Siyabonga Mkhwanazi and ANA
PRESIDENT Jacob Zuma, in his State of the Nation address (Sona) on Thursday, indicated strongly Parliament may finally move from Cape Town to Pretoria.
Zuma said it would reduce the administrative costs of government.
‘‘A big expenditure item that we would like to persuade Parliament to consider is the maintenance of two capitals, Pretoria as the administrative one and Cape Town as the legislative capital. We believe that the matter requires the attention of Parliament soon,” Zuma said.
‘‘We all have a lot to do to turn the economy around and to cut wastage. We will go through a difficult period for a while, but when the economy recovers, we will be proud of ourselves for having done the right thing.
“The executive has looked into this matter and the cost is too big… because it means, particularly the executive, we must have two houses – one in Pretoria, one in Cape Town. We must have two cars, one in Pretoria, one in Cape Town.”
Zuma bemoaned the fact that the government had to fork out money for the travelling costs of its officials between the two cities, and often had to put them up in hotels. “This is a matter to be considered on an urgent basis,” he added.
In 2013, then finance minister Pravin Gordhan said the cost of moving officials between the two cities was concerning, but the minister in the Presidency at the time, the late Collins Chabane, suggested his colleague’s concerns should not be seen as a firm commitment to move the national legislature.
The government had undertaken to spend public money wisely and cut wasteful expenditure without compromising the provision of services to people, Zuma said.
Excessive and wasteful expenditure had been reduced, but there was still more to be done to cut wastage.
overseas trips would be curtailed and those requesting permission would have to motivate strongly and prove the benefit to the country.
The sizes of delegations would be greatly reduced and standardised, and further restrictions on conferences, catering, entertainment and social functions would be instituted, Zuma said.
Another measure was that government departments’ Budget vote dinners for stakeholders would no longer take place, he said, and called on all premiers to help eliminate wasteful expenditure.
Zuma has sent a strong message to business that South Africa is committed to a sustainable fiscal path and will cut wastage in government.
In a bid to fix ailing state-owned entities (SOEs), Zuma appointed his deputy, Cyril Ramaphosa, to oversee the restructuring of SOEs.
Zuma told Parliament some of the non-performing SOEs would go.
Ramaphosa would ensure the implementation of the Presidential Review Commission’s recommendations that called for the harmonisation of SOEs.
The Shareholder Management Bill has been tabled in Parliament, which would allow the minister of Public Enterprises to put all SOEs under one roof with the same governance system.

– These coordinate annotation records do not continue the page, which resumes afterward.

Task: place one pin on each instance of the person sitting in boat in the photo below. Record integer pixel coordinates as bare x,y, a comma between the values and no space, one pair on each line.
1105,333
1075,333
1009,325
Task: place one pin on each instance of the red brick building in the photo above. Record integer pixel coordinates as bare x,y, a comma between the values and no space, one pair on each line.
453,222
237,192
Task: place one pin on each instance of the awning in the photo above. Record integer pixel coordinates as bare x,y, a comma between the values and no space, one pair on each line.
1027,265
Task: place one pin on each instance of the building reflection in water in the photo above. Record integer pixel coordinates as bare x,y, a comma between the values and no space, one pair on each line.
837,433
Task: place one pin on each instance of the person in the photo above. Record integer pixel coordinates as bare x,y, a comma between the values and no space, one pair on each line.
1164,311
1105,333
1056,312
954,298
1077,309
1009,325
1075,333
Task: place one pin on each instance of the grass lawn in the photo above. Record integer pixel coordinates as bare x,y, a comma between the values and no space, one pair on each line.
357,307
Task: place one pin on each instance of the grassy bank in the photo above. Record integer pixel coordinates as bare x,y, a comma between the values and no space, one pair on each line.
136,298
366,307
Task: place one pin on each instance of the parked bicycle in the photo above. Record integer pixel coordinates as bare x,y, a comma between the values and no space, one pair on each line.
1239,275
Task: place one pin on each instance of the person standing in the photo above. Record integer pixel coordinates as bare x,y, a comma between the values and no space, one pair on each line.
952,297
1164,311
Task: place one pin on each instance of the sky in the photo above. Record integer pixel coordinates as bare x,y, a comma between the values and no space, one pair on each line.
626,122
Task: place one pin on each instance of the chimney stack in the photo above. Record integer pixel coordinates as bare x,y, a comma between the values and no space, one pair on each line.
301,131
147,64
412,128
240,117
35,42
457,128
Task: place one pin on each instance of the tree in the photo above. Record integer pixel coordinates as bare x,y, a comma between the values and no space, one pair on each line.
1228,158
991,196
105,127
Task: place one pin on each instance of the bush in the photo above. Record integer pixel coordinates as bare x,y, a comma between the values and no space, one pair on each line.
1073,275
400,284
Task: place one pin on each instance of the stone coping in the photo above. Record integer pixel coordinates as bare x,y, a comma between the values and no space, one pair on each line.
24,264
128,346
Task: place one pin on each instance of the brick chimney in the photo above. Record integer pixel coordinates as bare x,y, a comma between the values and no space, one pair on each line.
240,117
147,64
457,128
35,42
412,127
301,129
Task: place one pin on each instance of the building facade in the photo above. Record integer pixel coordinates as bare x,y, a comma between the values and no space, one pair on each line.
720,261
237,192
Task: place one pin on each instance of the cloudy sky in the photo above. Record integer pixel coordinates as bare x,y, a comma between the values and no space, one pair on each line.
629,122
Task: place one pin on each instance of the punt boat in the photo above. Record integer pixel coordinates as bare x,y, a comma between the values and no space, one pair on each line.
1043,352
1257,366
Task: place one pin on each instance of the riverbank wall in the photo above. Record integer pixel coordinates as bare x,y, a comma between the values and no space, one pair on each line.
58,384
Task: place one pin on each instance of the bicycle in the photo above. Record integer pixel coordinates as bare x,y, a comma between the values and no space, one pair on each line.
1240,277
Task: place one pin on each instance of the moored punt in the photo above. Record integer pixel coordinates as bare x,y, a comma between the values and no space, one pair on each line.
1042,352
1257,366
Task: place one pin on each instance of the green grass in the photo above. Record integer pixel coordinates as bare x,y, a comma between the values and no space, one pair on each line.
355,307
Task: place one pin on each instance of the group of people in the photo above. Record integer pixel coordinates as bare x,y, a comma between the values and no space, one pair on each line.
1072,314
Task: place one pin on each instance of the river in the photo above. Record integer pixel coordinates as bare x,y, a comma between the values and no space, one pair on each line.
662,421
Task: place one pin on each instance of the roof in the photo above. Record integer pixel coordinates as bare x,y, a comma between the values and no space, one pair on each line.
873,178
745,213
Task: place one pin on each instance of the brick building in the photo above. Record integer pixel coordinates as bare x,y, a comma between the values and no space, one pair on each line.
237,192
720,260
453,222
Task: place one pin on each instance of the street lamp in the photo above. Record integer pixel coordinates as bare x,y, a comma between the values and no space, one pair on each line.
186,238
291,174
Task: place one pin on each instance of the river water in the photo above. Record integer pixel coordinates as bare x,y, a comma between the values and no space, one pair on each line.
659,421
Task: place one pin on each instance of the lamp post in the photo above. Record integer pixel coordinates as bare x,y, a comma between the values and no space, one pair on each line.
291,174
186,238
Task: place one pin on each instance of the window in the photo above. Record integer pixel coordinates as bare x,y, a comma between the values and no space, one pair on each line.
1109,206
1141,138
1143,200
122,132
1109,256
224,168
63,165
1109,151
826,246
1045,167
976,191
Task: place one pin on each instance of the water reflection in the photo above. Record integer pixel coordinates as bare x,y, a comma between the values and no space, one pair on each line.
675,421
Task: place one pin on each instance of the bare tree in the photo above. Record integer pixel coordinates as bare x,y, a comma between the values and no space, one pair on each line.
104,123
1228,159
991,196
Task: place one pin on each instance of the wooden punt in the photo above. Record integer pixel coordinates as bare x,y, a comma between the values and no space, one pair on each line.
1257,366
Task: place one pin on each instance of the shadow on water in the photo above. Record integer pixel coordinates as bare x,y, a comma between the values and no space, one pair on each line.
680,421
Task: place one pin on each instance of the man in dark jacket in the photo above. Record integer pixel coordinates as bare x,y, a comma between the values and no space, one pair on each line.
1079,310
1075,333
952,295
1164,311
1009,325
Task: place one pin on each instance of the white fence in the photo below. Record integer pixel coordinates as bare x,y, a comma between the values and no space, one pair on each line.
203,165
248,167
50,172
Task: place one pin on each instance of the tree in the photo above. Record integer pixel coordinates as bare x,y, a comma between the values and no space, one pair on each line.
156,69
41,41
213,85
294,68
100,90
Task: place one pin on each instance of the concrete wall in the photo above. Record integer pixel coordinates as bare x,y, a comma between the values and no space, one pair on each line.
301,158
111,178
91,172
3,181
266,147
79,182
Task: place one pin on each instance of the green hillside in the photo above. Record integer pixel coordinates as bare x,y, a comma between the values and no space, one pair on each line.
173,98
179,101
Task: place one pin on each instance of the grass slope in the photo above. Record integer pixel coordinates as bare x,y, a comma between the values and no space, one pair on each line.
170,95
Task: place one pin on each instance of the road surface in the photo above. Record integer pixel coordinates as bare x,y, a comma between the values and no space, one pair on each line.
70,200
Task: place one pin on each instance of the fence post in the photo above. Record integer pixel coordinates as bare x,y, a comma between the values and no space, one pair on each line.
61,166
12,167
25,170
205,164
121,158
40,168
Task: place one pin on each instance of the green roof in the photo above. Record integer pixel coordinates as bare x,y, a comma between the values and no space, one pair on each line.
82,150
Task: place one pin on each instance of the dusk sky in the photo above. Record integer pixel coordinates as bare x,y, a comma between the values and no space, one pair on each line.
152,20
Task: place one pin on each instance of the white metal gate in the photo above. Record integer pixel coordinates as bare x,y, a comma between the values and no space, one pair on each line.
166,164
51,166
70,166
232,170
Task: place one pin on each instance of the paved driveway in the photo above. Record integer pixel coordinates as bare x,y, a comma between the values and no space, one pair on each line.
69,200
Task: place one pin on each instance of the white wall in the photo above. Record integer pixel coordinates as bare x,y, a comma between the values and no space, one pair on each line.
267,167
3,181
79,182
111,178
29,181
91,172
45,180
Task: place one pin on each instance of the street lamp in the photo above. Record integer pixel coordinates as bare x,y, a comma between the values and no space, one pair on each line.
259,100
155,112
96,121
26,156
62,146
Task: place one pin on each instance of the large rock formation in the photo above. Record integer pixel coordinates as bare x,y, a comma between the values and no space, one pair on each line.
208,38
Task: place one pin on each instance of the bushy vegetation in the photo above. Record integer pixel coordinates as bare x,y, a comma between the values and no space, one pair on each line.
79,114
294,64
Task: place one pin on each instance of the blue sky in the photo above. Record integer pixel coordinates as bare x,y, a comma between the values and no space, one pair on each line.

Zuma admitted that the economy was under pressure and warned that a downgrade would send the country into a tailspin. He said the current situation required an effective turnaround plan.
To get things right, certain things need to be done, including attracting investment. In his meeting with chief executives of top companies in Cape Town this week, they agreed to create an investment climate. The government must also speak with one voice with business, he said.
There was a global slowdown in the economy, with South Africa’s partners in Brics (Brazil, Russia, India, China and South Africa) going through a difficult economic situation, he said.
South Africa would have to remove domestic constraints to propel growth.
He admitted that South Africa would not achieve its target of growing the economy by 5 percent in 2019.
Zuma reiterated his earlier message regarding business, that “they need to speak the same language as government”.
Land reform also remained an important part of the government’s programme.
Zuma committed to the government’s plan to cap land ownership by foreigners. He said the Land Holdings Bill was on its way to Parliament to deal with this matter.